I like this solution better than previous one because it
remains an externalist account, but I don't like that it deflates the
interesting distinction between modal probability and modal (physical)
potential through basically a game theory analysis***.
_____
*How to interpret “knowledge” of future events is of course an ancient problem going back to Aristotle’s “sea battle” example, but more recent developments in modal logic look to have solved this problem.

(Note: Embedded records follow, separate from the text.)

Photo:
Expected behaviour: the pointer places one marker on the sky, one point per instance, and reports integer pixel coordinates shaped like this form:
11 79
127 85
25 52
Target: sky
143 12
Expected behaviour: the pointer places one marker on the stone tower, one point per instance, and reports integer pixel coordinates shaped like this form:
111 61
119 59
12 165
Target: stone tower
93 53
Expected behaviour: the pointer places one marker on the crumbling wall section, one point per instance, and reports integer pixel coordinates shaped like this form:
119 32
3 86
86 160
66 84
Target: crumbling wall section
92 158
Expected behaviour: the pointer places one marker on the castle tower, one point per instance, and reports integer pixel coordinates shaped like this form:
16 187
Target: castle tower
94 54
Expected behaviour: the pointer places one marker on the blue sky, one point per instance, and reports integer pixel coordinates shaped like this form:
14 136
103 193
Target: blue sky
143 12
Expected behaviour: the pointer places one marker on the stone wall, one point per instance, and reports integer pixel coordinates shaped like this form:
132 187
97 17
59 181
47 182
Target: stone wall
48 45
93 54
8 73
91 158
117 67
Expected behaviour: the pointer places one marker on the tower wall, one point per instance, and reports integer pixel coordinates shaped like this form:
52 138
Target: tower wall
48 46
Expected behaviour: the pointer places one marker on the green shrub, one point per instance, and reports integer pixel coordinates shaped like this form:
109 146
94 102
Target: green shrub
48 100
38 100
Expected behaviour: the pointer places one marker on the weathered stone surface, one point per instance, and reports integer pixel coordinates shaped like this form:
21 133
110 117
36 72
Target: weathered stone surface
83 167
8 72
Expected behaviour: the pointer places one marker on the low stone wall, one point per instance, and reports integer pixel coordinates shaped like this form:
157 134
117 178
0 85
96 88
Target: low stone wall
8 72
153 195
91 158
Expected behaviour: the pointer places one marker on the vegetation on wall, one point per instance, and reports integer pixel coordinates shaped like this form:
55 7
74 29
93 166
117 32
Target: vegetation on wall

**Initially I had thought that modal distance could just be
put together with probability over possible worlds in a simple way, as a ratio,
but I found that this yielded bad results, e.g. it would have said
that a given outcome in a lottery ball draw with fifty possible outcomes was
modally closer than a given outcome in a coin flip with two
possible outcomes, even though the inertia displacement from outcome to outcome
is roughly the same for both scenarios.
***Actually, I'm surprised Pritchard doesn't bring up game theory in his account of luck and risk. I wonder how he sees game theory fitting in with his account? I'm not sure that he really wants to rule out probability for modal distance altogether so much as say that the safety principle can't be reduced to a simple probability, i.e. 1/(# of possible outcomes). A game theoretical account could of course fully accommodate Bayesian induction.